I had drawn up a convoluted schematic which I knew had way too many parts and as usual Chuck was a star and helped me remove a heap of bits which weren't necessary. I like this system - I have the stupid idea and Chuck says here's how we do it! He made it bigger and betterer but also more efficient and cleverer. My version is a bit simpler. On Vero it fits into a 1590B - just - and makes my Strat sound big and aggressive. Not necessarily pretty but I have other ways of achieving that. So with my Strat and a 1x12 Marshall style combo I can get things falling of shelves with the Crush (as I call mine) but still have a well defined sound with little fluff. The Shred Master's EQ works better than I could have hoped. Normally I wouldn't do EQ like this but it lets me get huge gobs of tight low end or reduce it to make my Gibsons almost sound thin. The bass control is very powerful.

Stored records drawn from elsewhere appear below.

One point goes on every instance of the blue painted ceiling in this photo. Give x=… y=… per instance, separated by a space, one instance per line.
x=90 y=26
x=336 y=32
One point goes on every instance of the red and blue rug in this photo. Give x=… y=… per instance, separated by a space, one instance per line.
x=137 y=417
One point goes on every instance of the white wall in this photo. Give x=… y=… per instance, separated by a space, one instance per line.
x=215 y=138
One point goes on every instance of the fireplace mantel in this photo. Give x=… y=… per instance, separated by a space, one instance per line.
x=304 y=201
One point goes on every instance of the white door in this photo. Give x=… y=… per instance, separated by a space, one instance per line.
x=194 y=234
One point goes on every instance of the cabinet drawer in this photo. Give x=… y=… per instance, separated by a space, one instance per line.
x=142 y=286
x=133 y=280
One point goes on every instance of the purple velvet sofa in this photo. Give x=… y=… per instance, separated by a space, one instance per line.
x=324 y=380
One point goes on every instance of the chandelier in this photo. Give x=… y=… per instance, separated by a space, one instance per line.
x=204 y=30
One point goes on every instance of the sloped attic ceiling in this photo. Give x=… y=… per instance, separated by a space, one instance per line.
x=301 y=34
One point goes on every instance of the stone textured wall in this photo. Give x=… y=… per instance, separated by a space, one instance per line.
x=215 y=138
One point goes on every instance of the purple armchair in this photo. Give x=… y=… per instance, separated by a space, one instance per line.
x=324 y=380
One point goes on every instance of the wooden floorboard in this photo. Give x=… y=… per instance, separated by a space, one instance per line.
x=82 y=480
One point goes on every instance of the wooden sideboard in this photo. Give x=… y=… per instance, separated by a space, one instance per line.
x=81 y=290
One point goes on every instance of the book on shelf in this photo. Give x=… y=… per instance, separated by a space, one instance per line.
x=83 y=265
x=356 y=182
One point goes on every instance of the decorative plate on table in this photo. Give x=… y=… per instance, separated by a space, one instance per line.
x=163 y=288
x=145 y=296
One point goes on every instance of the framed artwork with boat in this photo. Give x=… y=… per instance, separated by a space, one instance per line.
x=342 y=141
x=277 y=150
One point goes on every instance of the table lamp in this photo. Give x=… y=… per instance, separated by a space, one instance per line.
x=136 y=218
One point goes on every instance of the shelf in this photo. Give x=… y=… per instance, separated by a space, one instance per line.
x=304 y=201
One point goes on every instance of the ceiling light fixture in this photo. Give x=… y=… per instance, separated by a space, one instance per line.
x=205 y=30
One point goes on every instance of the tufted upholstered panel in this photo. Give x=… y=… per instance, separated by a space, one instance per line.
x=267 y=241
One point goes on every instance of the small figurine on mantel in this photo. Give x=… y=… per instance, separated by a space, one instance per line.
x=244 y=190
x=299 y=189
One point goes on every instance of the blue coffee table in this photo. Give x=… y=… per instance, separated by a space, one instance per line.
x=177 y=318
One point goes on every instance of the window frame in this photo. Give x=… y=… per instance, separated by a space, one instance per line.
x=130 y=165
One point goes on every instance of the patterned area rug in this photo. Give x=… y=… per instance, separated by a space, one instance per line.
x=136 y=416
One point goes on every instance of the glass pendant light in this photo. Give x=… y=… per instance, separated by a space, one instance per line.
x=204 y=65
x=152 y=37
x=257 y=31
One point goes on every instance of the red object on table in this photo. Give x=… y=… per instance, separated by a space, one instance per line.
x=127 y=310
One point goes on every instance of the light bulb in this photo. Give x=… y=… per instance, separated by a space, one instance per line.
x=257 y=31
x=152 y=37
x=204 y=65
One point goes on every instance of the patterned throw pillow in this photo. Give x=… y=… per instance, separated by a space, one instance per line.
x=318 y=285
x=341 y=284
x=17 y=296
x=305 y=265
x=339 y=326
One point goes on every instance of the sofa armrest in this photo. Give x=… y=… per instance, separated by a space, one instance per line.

This is mine. Chuck's is cleverer but mine fits into a 1590B on Vero and does what I want it too. I used an OP07 for IC2 because it doesn't need any compensating caps and I had a bunch of them. I am sure most dual opamps will work for IC1. I like hearing the clarity on the bass strings and generally use it with gain at or below 1.00. If this is a bit glassy or harsh at higher gain making C3 a bit bigger should fix that. 220pF should be enough.

I will build Chuck's version at some stage too.